ステップ3: 定量的な比較評価マトリクスを構築する
各シナリオを同じ評価軸で横並びに比較するマトリクスを作成します。主要な評価軸は以下の通りです。
- 投資額(初期費用とランニングコスト)
- 期待効果(定量的なリターン)
- 実現可能性(技術的・組織的なハードル)
- 実施期間(効果発現までのタイムライン)
- リスク(失敗した場合の影響度)
可能な限り数値で比較し、意思決定者が客観的に判断できる材料を提供します。
ステップ4: 推奨案を根拠とともに提示する
比較評価マトリクスの結果に基づいて、推奨案を明示します。推奨の理由は「投資対効果が最も高い」「実現可能性とリスクのバランスが最適」「クライアントの制約条件に最もフィットする」など、具体的に述べます。

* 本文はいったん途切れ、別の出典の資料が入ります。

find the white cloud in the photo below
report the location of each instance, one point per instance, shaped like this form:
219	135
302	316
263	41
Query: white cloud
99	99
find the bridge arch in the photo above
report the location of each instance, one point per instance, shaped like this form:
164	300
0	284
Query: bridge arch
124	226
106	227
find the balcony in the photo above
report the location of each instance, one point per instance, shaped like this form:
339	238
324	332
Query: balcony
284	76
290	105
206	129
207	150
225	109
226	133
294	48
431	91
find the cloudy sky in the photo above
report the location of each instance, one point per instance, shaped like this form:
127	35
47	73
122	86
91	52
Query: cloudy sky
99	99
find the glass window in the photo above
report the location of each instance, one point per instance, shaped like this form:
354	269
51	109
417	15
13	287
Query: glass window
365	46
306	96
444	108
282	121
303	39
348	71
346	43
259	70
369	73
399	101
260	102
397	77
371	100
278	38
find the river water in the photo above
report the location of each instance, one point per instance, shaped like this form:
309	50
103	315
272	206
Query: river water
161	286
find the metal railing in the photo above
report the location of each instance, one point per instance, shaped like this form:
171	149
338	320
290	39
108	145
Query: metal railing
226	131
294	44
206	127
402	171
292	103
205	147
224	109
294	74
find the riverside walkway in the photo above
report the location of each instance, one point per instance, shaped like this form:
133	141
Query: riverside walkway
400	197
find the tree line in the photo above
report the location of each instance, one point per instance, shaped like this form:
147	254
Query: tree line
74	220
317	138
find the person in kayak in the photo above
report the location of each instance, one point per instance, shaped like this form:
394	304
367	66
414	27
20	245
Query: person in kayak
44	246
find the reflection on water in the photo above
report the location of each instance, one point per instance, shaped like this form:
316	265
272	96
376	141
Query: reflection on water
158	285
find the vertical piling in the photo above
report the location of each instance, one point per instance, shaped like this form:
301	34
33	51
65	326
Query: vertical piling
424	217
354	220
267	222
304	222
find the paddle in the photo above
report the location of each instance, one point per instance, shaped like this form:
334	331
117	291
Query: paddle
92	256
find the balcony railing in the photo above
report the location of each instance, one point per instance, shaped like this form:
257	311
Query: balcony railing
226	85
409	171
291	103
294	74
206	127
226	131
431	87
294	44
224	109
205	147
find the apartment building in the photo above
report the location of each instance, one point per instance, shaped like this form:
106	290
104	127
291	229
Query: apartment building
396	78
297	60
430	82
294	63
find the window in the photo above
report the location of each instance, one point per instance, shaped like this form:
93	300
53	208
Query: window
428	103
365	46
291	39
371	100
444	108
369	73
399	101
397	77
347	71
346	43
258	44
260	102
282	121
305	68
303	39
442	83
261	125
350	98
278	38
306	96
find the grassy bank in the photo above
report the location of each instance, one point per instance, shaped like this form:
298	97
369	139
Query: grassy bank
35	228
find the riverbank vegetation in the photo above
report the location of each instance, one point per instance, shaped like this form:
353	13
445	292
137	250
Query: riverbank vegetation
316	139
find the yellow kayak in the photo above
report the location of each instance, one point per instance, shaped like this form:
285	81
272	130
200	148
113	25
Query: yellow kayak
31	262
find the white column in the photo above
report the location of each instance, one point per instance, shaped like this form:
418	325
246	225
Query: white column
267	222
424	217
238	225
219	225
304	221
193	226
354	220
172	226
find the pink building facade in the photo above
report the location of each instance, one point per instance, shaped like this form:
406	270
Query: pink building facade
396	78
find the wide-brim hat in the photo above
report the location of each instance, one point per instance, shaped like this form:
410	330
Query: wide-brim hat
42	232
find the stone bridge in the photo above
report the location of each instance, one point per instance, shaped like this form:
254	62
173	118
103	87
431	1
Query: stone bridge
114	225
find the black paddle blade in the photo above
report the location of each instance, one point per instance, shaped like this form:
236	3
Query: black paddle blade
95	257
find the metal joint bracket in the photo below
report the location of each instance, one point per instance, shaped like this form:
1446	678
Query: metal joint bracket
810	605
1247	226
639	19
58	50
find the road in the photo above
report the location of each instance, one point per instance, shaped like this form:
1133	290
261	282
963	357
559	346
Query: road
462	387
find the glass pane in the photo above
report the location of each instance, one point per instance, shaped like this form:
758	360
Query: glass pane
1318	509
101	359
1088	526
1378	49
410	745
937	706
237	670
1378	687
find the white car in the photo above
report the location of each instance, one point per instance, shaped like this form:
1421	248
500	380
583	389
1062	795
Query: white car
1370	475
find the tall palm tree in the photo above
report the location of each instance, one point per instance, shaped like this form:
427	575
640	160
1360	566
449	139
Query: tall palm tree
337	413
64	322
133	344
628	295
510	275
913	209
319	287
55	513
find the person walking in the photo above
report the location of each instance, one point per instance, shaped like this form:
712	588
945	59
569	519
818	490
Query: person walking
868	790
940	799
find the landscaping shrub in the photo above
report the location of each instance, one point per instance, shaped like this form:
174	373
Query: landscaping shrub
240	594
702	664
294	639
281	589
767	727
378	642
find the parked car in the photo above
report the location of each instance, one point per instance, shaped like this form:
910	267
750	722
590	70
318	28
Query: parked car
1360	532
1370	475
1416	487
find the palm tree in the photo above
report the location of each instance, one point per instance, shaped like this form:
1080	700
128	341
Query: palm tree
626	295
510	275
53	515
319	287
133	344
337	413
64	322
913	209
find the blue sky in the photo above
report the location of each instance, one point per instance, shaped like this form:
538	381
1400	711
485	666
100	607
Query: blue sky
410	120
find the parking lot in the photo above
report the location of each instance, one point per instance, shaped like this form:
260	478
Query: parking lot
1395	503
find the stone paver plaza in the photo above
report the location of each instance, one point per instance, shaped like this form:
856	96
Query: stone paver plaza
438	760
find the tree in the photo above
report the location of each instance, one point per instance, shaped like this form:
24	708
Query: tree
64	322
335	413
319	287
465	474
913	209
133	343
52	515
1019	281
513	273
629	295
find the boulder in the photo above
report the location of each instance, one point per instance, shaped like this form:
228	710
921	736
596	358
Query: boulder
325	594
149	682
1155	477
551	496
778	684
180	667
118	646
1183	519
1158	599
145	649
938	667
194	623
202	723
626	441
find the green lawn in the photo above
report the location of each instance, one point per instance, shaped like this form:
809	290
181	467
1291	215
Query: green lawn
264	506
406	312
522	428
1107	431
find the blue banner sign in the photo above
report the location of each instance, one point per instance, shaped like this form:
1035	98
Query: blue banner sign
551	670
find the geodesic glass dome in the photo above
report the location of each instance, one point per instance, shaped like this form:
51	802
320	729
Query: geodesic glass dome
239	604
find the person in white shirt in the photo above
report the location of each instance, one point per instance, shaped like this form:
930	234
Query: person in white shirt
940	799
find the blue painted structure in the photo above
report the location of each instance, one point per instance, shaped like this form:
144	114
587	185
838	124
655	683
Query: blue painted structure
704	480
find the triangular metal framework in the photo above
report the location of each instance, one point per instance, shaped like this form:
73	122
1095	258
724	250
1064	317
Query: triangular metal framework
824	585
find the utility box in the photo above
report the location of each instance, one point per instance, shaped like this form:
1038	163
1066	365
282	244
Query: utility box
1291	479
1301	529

ただし、推奨はあくまで提案者としての見解であり、最終的な意思決定は意思決定者に委ねるという姿勢を明確にします。
活用場面
- コンサルティングの最終報告で、推奨施策を意思決定者に提案する場面で、3案比較のフォーマットとして活用されます
- 経営会議での投資判断で、複数の投資案を比較検討し、合意形成を図る際に有効です
- システム選定のRFP評価で、複数のベンダー提案を評価軸に沿って比較する際の枠組みとして機能します
- 事業計画の策定で、楽観・標準・悲観のシナリオを提示し、各シナリオに対する対応策を議論する場面で活用されます
- チーム内の方針決定で、複数のアプローチを比較して最適な進め方を合意する際に使います
注意点
3つのシナリオ全てに実現性を持たせる
「明らかに選ばれないダミー案」を含めると、意思決定者に見透かされ、提案者への信頼を失います。全てのシナリオが「それぞれの前提条件のもとで合理的な選択肢」として成立するように設計してください。
推奨案の誘導が露骨にならないようにする
推奨案に有利なように評価軸を恣意的に設定したり、他のシナリオのデメリットだけを強調したりする手法は、短期的には効果があっても、中長期的には信頼を損ないます。フェアな比較の結果として推奨案が浮かび上がる構造を目指してください。
評価軸の重み付けを事前に合意する
評価軸の重要度(ウェイト)について事前に合意がないと、プレゼン後に「うちはコストより実現可能性を重視する」と覆され、結論が変わることがあります。可能であれば、シナリオ提示の前段階で評価軸と重み付けについて合意を取ります。
意思決定後のアクションプランを用意する
シナリオの比較で議論が盛り上がっても、「で、次にどうするか」が示されなければ意思決定は先送りになります。推奨案が採択された場合の具体的なアクションプラン(次のステップ、タイムライン、必要なリソース)を必ず準備しておきます。
まとめ
シナリオプレゼンテーションは、複数のシナリオを構造化して比較提示することで、意思決定者の合意形成を促す提案手法です。意思決定者の判断基準の事前把握、差別化されたシナリオ設計、定量的な比較評価マトリクスの構築、根拠に基づく推奨案の提示が実践の要点です。全てのシナリオに実現性を持たせ、フェアな比較を通じて推奨案が浮かび上がる構造が、信頼に基づく提案を実現します。